Это было все, чему он научился, — тайно гнать и продавать виски, что запрещалось законом. И это еще больше усиливает парадокс той памятной речи в день, когда ему натянули на голову черный капюшон за убийство начальника тюрьмы. Все, что он знал, — это верность человеку, который кормил его и учил что делать, как и когда; поэтому когда Фрейзер умер и кто-то, проезжавший мимо на грузовике или в лимузине, сказал ему: «Давай, Монах, прыгай сюда», он влез в машину, словно бездомная собака, и приехал в Джефферсон. С тех пор местом его жительства стала заправочная станция в двух или трех милях от города, где он спал на тюфяке в задней комнате, если тюфяк не был уже занят клиентом, слишком пьяным, чтобы вести машину или идти пешком; здесь он научился обращаться с бензиновой помпой и правильно давать сдачу, хотя главной его обязанностью было помнить, в каком месте песчаной канавы, прорытой в пятистах ярдах от станции, спрятаны полупинтовые бутылки. Он был уже известен в городе и носил яркую городскую одежду, на которую сменил свой комбинезон: цветные рубашки, линявшие после первой стирки, соломенные шляпы с лентами, расползавшиеся после первых капель дождя, и башмаки со шнурками, разваливавшиеся прямо на ногах, — добродушный, невосприимчивый к обидам, разговорчивый, когда его кто-нибудь слушал, с грубоватым тупым лицом, хитрым и сонным одновременно, бледным даже под загаром, со странными признаками недостаточной связи между чувством и разумом.

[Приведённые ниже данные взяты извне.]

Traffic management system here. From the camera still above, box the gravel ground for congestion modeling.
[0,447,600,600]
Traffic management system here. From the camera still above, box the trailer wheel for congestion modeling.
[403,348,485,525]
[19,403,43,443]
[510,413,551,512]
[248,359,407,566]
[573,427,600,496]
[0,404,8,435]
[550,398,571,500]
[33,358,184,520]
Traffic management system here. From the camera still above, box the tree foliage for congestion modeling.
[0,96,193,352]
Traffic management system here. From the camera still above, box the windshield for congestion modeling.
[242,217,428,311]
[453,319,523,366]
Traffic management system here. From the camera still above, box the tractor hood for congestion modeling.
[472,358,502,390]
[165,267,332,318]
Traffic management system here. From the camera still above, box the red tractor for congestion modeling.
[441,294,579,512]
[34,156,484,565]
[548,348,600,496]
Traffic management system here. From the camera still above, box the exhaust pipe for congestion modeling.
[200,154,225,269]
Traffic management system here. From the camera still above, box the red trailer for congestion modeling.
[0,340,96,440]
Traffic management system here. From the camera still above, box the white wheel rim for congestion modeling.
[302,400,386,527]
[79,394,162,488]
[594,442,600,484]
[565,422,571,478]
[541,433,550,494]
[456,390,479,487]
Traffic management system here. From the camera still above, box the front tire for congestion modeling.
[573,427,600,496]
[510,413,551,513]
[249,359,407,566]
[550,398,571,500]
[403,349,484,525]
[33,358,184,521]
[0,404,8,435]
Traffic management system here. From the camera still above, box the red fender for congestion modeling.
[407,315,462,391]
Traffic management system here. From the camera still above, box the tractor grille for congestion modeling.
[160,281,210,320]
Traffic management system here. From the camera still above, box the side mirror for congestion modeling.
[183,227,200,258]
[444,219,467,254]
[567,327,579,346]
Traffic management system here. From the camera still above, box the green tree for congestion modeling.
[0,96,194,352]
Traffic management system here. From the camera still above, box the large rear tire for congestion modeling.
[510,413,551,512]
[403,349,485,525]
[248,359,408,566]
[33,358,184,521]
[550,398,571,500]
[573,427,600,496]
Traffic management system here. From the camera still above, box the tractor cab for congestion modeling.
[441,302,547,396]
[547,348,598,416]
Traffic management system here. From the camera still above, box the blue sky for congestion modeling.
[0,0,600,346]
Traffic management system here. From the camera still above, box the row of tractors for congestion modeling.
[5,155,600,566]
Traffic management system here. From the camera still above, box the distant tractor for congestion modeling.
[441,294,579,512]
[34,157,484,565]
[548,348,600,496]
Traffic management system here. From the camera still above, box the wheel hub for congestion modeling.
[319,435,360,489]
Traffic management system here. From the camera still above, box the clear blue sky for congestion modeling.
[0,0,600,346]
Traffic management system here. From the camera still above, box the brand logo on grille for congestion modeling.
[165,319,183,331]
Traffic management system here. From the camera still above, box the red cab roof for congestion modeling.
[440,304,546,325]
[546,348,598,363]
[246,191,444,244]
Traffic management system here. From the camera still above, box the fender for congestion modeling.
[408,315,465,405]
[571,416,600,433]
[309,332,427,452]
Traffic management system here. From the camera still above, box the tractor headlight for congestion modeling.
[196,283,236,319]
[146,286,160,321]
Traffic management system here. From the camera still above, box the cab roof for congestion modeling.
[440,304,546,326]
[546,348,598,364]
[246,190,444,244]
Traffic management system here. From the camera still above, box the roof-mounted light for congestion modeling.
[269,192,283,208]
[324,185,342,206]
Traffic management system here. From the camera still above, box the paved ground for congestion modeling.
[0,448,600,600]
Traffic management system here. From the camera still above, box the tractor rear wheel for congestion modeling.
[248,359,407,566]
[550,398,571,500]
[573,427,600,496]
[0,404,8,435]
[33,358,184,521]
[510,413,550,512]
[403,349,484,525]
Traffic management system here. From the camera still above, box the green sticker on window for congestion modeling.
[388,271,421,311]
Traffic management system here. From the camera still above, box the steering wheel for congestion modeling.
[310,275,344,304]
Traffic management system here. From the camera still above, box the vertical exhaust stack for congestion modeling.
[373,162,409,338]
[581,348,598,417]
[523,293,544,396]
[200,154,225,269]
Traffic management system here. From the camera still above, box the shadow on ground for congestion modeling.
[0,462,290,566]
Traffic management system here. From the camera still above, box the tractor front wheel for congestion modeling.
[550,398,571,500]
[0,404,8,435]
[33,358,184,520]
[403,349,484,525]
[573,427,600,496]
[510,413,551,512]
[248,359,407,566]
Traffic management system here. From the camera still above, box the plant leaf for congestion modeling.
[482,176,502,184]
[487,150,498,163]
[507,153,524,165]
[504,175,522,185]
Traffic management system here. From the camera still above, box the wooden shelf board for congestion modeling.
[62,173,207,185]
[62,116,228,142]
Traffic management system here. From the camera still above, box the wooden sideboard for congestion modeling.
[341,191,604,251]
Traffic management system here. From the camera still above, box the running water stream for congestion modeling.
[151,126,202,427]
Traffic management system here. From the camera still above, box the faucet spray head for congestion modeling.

Он жил здесь уже семь лет до той субботней ночи, когда на земле позади заправочной станции (он никому не причинял вреда, но, как я уже говорил, у Монаха не было ни денег, ни друзей, ни адвоката) был обнаружен мертвец, над которым стоял Монах с пистолетом в руке. Там были еще два человека, находившиеся с убитым весь вечер, и Монах все старался поведать державшим его, а затем помощнику шерифа то, что потом пытался высказать своим искренним и доброжелательным голосом на суде, словно звук выстрела разрушил в нем тот барьер, за которым он жил двадцать пять лет, и теперь благодаря мертвому телу у своих ног он вдруг преодолел пропасть, отделявшую его от мира живых людей.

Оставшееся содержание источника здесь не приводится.